For ease of exposition, Matkowsky considers the problem in one dimension on the interval \((-a, b)\) with \(a\), \(b>0\), and \(x=0\), a stable equilibrium point. The well corresponds to the potential \(V = x^2/ 2\), so that the deterministic force is \(-x\). These deterministic problems are singularly perturbed since the diffusion term modeling the collisions is small compared to the potential force. Setting \(\varepsilon\) to zero reduces the differential equation from second-order to first-order, leaving more boundary conditions to satisfy than degrees of freedom in the outer solution.
One must account for diffusion in the so-called boundary layer. Since the solution varies rapidly there, Matkowsky stretches the spatial coordinate to find the so-called inner solution that satisfies both a second-order equation and the boundary condition. Finally, he matches the two solutions so that they connect smoothly. The final asymptotic approximation is the sum of the outer and inner expansions less their common parts (so that they are not counted twice).
The standard rubric of MAE fails for problems exhibiting boundary-layer resonance, such as the one under consideration, because there are not enough conditions to uniquely determine the solution (a constant remains undetermined). This process yields a one-parameter family of possible solutions, though only one can be the actual solution. Matkowsky and his colleagues have developed four approaches to rescue the MAE method and offer deeper insights into the asymptotics.
Two of the approaches impose an extra condition to select a single solution from this one-parameter family. The first chooses the solution that is a stationary point of the Euler-Lagrange variational principle associated with the given boundary-value problem. The second replaces the variational condition with an appropriate orthogonality condition. One may think of the former as related to the Ritz method and the latter as related to the Galerkin method.
A third approach constructs the boundary-layer function in a different way. Rather than an exponent, which is linear in the stretched variable, Matkowsky employs the Jeffreys-Wentzel-Kramers-Brillouin (JWKB) method, which allows the exponent to be nonlinear; in this case, one boundary-layer function can describe two distinct boundary layers. Finally, a fourth approach employs asymptotics beyond all orders, adding an exponentially small term to the outer expansion. The results of the four approaches are the same. Namely, exit occurs through the left (right) end point if \(a < b\) (\(b < a)\), and exit is equally likely to occur at either end point if \(a = b\).
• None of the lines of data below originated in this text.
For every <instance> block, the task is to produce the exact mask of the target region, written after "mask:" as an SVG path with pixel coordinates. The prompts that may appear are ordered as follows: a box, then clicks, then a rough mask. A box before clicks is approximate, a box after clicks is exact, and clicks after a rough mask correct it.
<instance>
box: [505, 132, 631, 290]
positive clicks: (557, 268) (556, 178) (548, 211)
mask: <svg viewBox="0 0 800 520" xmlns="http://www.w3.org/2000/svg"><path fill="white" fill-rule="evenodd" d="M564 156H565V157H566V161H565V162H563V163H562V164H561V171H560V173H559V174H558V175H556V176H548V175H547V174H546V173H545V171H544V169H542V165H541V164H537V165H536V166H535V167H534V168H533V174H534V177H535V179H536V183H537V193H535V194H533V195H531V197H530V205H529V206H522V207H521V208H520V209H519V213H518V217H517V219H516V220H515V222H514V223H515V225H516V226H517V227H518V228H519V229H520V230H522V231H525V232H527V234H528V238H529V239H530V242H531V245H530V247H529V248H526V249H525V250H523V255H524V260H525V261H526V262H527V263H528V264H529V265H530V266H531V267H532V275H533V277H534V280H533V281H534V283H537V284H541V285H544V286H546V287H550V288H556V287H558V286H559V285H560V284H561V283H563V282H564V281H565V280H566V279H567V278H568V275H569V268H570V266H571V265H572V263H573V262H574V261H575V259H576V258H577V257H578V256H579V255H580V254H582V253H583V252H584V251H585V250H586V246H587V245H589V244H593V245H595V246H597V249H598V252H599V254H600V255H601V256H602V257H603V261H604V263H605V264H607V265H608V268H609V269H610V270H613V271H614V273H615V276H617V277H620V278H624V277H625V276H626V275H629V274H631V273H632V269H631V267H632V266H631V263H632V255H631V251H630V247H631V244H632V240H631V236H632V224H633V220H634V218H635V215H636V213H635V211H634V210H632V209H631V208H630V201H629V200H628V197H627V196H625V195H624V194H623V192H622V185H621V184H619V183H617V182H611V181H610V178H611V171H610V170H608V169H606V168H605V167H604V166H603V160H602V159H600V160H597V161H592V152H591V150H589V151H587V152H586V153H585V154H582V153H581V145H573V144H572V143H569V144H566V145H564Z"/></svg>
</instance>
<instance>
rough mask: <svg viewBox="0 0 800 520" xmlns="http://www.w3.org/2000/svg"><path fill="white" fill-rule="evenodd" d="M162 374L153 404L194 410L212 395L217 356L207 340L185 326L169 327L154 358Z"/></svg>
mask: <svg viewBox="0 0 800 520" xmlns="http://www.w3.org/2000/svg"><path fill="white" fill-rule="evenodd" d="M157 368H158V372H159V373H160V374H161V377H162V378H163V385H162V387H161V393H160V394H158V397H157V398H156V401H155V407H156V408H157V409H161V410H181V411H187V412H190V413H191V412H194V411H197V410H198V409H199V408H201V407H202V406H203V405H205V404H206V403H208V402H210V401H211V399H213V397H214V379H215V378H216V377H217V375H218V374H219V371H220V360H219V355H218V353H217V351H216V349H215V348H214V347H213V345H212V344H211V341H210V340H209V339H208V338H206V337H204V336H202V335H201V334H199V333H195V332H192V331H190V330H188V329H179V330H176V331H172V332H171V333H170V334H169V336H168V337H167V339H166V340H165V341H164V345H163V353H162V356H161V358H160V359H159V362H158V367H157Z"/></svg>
With this panoply of tools, one can then explore the detailed behavior of such fundamental physical processes as chemical reactions and atomic migration in crystals, among others. The important physical observable, e.g., the reaction rate, can be modeled as the random escape of a particle from a potential well. Specifically, the rate is half the inverse of the mean escape time. The factor “one half” enters because the particle is equally likely to exit or return to the well once it reaches the boundary.
Matkowsky’s lecture is available from SIAM either as audio or as a PDF of his slides. Alternatively, one can access it on Matkowsky’s departmental website.
Since 1960, SIAM has annually recognized a John von Neumann lecturer for outstanding and distinguished contributions to the field of applied mathematical sciences, and effective communication of these ideas to the community. The award honors John von Neumann (1903-1957), one of the most prolific and articulate practitioners of applied mathematics in the 20th century. “The von Neumann Lecture is particularly meaningful to me since four of the previous awardees were my teachers and inspirations,” Matkowsky said. “These include Kurt Friedrichs, Peter Lax, Jurgen Moser, and most importantly to me, my advisor and friend Joe Keller.”